In 1960 no one expected the Pittsburgh Pirates to beat the super powerful Yankees. Statistically it should not have been. The Bucs hadn't won a World Series in 35 years (1925 over the then Washington Senators). The last time Pittsburgh played in a World Series was 1927 when they were swept in four games by the Babe Ruth/Lou Gehrig led Yanks. That New York team is still considered the "greatest team of all time."
New York outscored Pittsburgh, out homered Pittsburgh (10-4) and in the three wins they beat the Pirates 16-3, 10-0 and 12-0. They even had the World Series MVP in second baseman Bobby Richardson (the only team to lose the Series and have the MVP).
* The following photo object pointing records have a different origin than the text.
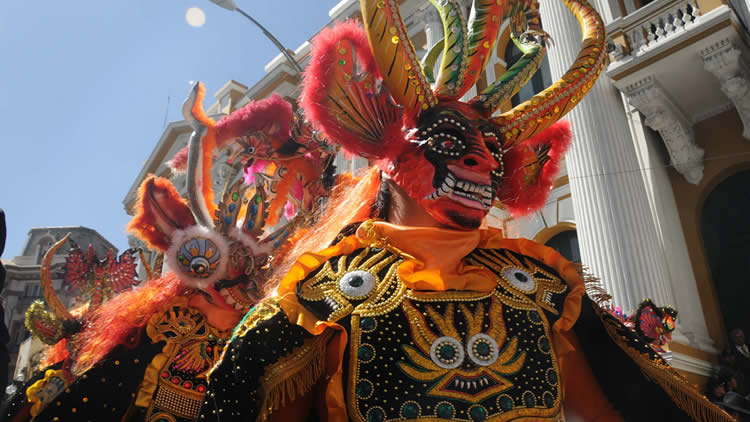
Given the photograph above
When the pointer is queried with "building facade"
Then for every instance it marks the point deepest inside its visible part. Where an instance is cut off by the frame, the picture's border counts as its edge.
(22, 286)
(652, 195)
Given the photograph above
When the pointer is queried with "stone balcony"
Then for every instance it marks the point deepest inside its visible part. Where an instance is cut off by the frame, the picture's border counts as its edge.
(680, 62)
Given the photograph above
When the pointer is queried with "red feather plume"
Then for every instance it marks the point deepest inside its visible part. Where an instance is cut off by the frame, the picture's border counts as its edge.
(531, 168)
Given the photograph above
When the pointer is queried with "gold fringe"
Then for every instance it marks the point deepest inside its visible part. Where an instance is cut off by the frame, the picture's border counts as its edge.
(685, 395)
(294, 375)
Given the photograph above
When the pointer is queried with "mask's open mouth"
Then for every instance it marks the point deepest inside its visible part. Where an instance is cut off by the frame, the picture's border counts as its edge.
(468, 194)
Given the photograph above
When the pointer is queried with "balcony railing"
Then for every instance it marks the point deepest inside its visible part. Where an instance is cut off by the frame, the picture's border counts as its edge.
(652, 25)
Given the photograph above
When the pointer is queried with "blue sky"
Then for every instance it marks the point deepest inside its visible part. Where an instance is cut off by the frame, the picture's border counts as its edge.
(85, 87)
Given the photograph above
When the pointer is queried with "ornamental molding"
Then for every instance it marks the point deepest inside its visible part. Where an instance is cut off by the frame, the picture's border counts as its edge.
(726, 62)
(665, 117)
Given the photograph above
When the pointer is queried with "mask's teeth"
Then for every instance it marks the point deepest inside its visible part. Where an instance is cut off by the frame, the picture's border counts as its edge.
(487, 192)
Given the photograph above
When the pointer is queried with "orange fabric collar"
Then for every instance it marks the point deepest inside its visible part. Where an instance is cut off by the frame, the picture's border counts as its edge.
(438, 263)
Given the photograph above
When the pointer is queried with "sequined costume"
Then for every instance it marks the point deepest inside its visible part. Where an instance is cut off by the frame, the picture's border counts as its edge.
(446, 321)
(144, 354)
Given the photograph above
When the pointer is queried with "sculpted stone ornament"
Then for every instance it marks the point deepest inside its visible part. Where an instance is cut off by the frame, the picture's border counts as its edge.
(663, 116)
(725, 60)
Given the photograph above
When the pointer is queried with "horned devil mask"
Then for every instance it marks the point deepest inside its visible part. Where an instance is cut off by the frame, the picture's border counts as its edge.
(454, 158)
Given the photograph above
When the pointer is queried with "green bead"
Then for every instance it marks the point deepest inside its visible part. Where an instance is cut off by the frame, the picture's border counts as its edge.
(535, 317)
(544, 344)
(410, 411)
(367, 323)
(447, 352)
(483, 349)
(528, 399)
(478, 413)
(365, 353)
(445, 411)
(506, 403)
(375, 415)
(363, 389)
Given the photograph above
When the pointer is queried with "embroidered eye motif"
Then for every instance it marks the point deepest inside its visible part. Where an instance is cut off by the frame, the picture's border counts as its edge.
(199, 257)
(447, 352)
(482, 349)
(357, 284)
(520, 279)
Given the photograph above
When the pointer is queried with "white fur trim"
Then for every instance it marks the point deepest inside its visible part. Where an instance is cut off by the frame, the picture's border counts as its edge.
(180, 237)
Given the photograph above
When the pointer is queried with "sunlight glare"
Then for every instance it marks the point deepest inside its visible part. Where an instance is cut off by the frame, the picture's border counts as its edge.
(195, 17)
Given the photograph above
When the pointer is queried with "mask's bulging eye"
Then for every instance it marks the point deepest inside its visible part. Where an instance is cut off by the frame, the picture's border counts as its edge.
(519, 279)
(492, 145)
(482, 349)
(357, 284)
(447, 352)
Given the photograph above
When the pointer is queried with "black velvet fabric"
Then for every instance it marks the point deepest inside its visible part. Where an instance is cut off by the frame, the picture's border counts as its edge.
(233, 386)
(104, 393)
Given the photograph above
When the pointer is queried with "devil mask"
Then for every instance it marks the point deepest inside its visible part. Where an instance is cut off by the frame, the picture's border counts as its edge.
(367, 91)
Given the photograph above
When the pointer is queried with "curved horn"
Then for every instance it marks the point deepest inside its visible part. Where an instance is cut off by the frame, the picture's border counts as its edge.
(202, 141)
(48, 290)
(514, 78)
(450, 78)
(395, 55)
(545, 108)
(484, 27)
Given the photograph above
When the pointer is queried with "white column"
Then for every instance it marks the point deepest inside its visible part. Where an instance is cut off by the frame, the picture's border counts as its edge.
(691, 320)
(616, 229)
(725, 61)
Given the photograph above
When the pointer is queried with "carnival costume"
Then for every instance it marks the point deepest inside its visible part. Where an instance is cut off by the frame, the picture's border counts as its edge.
(456, 323)
(144, 354)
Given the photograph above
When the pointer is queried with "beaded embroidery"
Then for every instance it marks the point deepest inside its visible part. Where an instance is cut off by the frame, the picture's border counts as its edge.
(445, 355)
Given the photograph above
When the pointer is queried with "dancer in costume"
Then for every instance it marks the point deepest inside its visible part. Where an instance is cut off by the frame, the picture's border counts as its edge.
(144, 354)
(415, 312)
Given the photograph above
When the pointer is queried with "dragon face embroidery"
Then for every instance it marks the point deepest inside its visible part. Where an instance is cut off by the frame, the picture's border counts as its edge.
(469, 367)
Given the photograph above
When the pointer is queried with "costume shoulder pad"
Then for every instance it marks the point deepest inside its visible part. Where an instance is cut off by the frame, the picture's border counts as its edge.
(268, 362)
(524, 279)
(366, 277)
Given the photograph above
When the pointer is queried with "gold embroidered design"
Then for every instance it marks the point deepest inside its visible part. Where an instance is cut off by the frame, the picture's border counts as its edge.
(294, 375)
(520, 278)
(685, 395)
(478, 383)
(44, 391)
(329, 284)
(261, 312)
(178, 374)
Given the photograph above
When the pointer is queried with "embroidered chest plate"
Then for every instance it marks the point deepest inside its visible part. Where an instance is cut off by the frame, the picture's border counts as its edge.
(449, 355)
(175, 382)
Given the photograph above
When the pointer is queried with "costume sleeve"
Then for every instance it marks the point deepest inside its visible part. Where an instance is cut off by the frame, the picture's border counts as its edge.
(104, 392)
(583, 398)
(268, 364)
(636, 381)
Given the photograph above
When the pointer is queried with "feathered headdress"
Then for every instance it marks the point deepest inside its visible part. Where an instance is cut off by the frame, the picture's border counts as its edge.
(367, 90)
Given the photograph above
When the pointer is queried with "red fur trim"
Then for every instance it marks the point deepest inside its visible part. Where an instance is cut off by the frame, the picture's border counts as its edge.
(178, 163)
(273, 116)
(110, 325)
(159, 211)
(521, 196)
(319, 81)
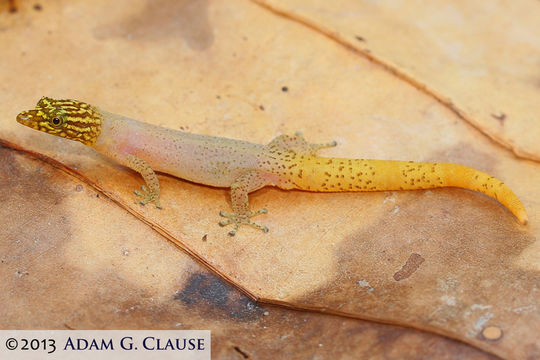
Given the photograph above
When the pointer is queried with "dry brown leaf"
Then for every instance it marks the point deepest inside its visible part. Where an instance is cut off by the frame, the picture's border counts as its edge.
(447, 261)
(480, 59)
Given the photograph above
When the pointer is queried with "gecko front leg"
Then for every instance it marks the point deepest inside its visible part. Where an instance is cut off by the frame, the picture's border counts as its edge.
(150, 193)
(241, 215)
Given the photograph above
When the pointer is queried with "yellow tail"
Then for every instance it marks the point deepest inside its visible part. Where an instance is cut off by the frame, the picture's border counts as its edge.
(335, 174)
But the Battlin' Bucs would not go away and with a fluke play or two in the final game, the stage was set for the Greatest Walk Off Home Run ever. In the bottom of the ninth with the score tied 9-9, the other second baseman (who already hit one homer in the series and hit two of the four homers the Pirates had in the Series) belted the second pitch he saw over the left field score board for the game winner 10-9 and the Bucs Seven Game victory.
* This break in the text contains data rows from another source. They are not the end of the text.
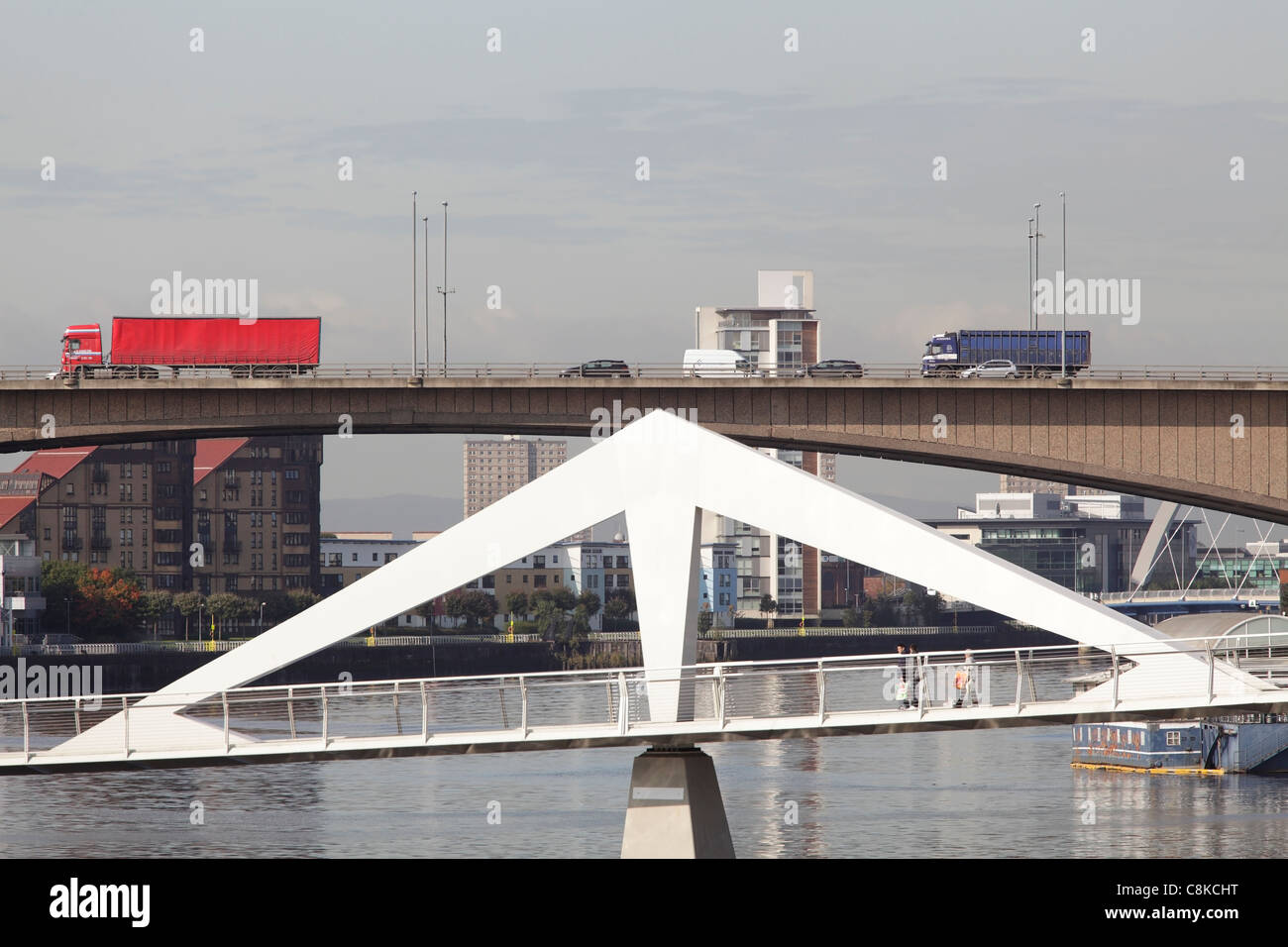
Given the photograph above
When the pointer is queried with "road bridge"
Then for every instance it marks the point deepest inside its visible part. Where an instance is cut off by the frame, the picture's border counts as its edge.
(1215, 442)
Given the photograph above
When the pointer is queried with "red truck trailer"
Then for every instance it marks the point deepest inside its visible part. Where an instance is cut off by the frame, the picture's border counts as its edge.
(142, 347)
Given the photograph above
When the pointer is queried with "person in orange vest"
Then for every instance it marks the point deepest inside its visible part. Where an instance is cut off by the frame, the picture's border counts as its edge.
(964, 680)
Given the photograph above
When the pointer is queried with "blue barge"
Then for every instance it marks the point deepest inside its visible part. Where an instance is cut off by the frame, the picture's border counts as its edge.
(1234, 744)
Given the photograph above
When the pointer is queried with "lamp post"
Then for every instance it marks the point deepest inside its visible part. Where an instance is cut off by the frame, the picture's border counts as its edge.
(425, 221)
(413, 342)
(1030, 273)
(445, 290)
(1037, 258)
(1064, 268)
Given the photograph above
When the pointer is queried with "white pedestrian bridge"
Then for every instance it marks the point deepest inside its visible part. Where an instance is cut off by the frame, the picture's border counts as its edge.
(754, 699)
(662, 472)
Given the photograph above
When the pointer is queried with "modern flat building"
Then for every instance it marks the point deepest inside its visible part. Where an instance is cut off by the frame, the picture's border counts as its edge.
(1086, 543)
(347, 557)
(226, 514)
(123, 506)
(778, 335)
(1017, 483)
(257, 512)
(21, 600)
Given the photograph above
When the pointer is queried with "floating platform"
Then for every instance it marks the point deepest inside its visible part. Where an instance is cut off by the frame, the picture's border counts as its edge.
(1235, 744)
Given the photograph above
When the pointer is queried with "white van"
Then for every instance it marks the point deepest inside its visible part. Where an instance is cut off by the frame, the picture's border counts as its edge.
(717, 364)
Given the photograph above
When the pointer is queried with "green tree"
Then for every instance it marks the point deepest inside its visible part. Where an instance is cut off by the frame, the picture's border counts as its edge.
(155, 605)
(616, 609)
(188, 603)
(516, 604)
(301, 599)
(224, 607)
(549, 620)
(590, 602)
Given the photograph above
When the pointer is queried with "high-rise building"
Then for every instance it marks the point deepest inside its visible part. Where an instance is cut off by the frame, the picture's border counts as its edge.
(496, 468)
(778, 335)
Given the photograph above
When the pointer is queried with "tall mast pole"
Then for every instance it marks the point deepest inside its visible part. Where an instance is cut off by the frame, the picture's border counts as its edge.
(413, 342)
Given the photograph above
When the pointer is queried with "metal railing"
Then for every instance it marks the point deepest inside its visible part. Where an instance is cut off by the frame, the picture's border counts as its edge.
(664, 369)
(612, 703)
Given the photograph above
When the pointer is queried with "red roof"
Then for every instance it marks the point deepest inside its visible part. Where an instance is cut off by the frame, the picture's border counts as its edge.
(55, 462)
(11, 506)
(211, 454)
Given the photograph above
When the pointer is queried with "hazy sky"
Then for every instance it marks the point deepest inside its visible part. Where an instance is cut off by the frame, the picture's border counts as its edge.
(224, 163)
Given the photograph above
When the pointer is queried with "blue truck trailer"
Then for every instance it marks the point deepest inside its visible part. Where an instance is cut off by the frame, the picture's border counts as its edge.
(1034, 352)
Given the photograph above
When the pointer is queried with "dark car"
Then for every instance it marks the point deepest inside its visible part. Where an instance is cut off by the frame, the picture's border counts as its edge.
(604, 368)
(832, 368)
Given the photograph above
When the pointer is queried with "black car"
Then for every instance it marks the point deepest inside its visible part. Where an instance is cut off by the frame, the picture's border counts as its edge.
(832, 368)
(604, 368)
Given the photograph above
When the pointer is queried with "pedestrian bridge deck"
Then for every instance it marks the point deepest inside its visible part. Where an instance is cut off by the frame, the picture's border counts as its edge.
(758, 699)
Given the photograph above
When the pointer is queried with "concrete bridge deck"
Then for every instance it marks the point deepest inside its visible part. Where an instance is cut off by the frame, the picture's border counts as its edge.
(1215, 442)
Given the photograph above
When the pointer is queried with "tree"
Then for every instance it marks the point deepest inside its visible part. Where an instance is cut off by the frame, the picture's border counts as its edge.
(155, 605)
(480, 608)
(590, 602)
(549, 618)
(188, 603)
(616, 609)
(107, 603)
(768, 607)
(224, 607)
(565, 598)
(516, 603)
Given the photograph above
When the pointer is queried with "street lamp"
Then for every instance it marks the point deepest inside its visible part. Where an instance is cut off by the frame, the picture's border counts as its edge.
(1037, 260)
(445, 291)
(1030, 273)
(1064, 268)
(413, 367)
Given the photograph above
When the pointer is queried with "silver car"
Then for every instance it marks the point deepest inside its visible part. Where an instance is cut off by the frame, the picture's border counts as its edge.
(999, 368)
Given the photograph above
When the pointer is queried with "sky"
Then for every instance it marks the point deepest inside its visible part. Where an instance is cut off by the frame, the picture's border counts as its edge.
(224, 163)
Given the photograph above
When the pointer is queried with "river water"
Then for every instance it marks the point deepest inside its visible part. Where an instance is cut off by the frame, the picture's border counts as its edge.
(999, 792)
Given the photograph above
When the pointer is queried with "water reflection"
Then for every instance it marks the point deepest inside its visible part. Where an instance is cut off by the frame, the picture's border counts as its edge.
(979, 792)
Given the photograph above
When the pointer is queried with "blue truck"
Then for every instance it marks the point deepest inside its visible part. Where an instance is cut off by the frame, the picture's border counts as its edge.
(1034, 352)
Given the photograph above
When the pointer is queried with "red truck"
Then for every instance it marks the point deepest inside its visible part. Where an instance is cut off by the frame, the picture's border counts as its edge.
(142, 347)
In 1962 it was the Yankees turn to come from underdog status. The San Francisco Giants won 103 games to the Yanks 96. Again the Series went seven games and it was MVP Ralph Terry who was the hero. He'd split two decisions going into Game 7 and hurled a 4-hit 1-0 shutout of the powerful Giants. The lone run scored when in the fifth Tony Kubek came to the plate with the bases loaded and no outs. He rolled into a double play and the run scored without an RBI.
The Yankees were victims again in both 1963 & 1964. In '63 they faced the Dodgers behind the marvelous pitching of Sandy Koufax, who allowed only three runs in winning games one and four while going the distance in both. Don Drysdale pitched a shutout for another win and Johnny Podres went eight and a third in the other. New York scored four runs on 22 hits and the only homers came from Mickey Mantle and Tom Tresh. The team BA was .171. The Dodgers weren't much better at .214 and three home runs.
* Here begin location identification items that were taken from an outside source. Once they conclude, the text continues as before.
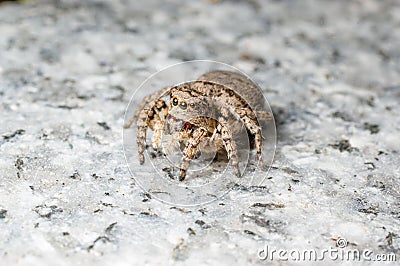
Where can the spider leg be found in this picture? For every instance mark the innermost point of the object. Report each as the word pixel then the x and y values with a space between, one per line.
pixel 229 143
pixel 237 106
pixel 246 115
pixel 150 114
pixel 190 150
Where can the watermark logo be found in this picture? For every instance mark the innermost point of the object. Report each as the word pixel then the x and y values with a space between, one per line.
pixel 339 253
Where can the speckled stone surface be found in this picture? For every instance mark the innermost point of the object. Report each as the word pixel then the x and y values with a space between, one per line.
pixel 330 70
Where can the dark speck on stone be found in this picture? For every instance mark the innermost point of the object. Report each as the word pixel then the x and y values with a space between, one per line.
pixel 3 213
pixel 343 145
pixel 373 128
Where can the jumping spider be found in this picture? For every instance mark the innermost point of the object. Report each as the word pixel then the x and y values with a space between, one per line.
pixel 207 109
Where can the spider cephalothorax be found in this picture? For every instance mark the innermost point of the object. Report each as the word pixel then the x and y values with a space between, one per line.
pixel 206 110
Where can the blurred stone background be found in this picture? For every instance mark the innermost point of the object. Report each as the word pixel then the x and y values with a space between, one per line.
pixel 330 70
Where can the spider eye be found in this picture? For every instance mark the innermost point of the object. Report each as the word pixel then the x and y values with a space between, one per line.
pixel 183 105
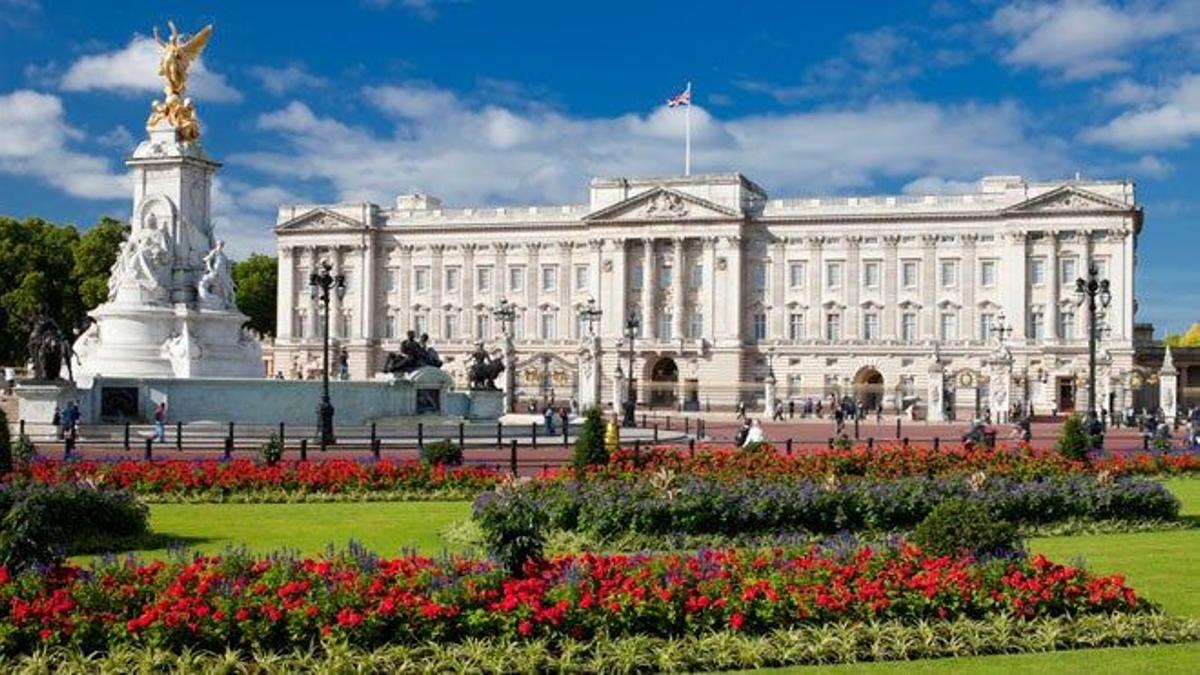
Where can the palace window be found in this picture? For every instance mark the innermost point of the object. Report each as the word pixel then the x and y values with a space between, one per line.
pixel 833 327
pixel 949 326
pixel 796 326
pixel 1037 324
pixel 549 279
pixel 760 276
pixel 909 274
pixel 1038 272
pixel 484 279
pixel 1067 324
pixel 987 322
pixel 949 274
pixel 796 273
pixel 1068 272
pixel 666 276
pixel 988 273
pixel 871 326
pixel 833 275
pixel 871 274
pixel 760 326
pixel 909 327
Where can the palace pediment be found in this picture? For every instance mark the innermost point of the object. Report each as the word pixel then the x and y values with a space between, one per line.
pixel 321 220
pixel 1069 198
pixel 663 204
In 1964 it was the St. Louis Cardinals turn to turn the tide on New York. This series went seven games and Bob Gibson (2-1) getting the MVP. He clinched Game 7 with a 7-5 win, while New York's Jim Bouton won two for New York. The Series perhaps turned on Game 5 with the teams each winning two. Gibson was masterful in going the distance in the 10-inning duel, giving up only two unearned runs on six hits while striking out 13. Mantle hit three homers in his final World Series.
The 1965 World Series was a first for the Minnesota Twins who rode power and pitching and the MVP status of shortstop Zoilo Versalles to 102 wins versus the Dodgers 97 wins. It was an amazing series with the home team winning each of the first six games. In game seven in Minnesota it was Ace and Series MVP Sandy Koufax against 18 game winner Jim Kaat.
The lone runs in the 2-0 win for the Dodgers came in the fourth when Sweet Lou Johnson led off with his second homer of the series. He hit only 12 all year. After Ron Fairly doubled, Wes Parker singled him home and the rest was up to Koufax. He pitched a 3-hit shutout, walked no one and struck out 10. The Twins hit six homers but batted only .195 against Dodger pitching.
The final underdog team in the 1960s to win the World Series were, like the Pirates to open the decade, REAL underdogs to close the decade. The New York Mets with 100 wins were no match on paper for the 109 win Baltimore Orioles. The Mets took pitching, defense, timely hitting by utility players and some good old fashioned determination and enthusiasm as well as "destiny" to win the Series in five games.
Baltimore won the first and the Mets swept the final four with MVP Donn Clendenon's two run homer (his third of the series) setting the stage as the Mets won 5-3.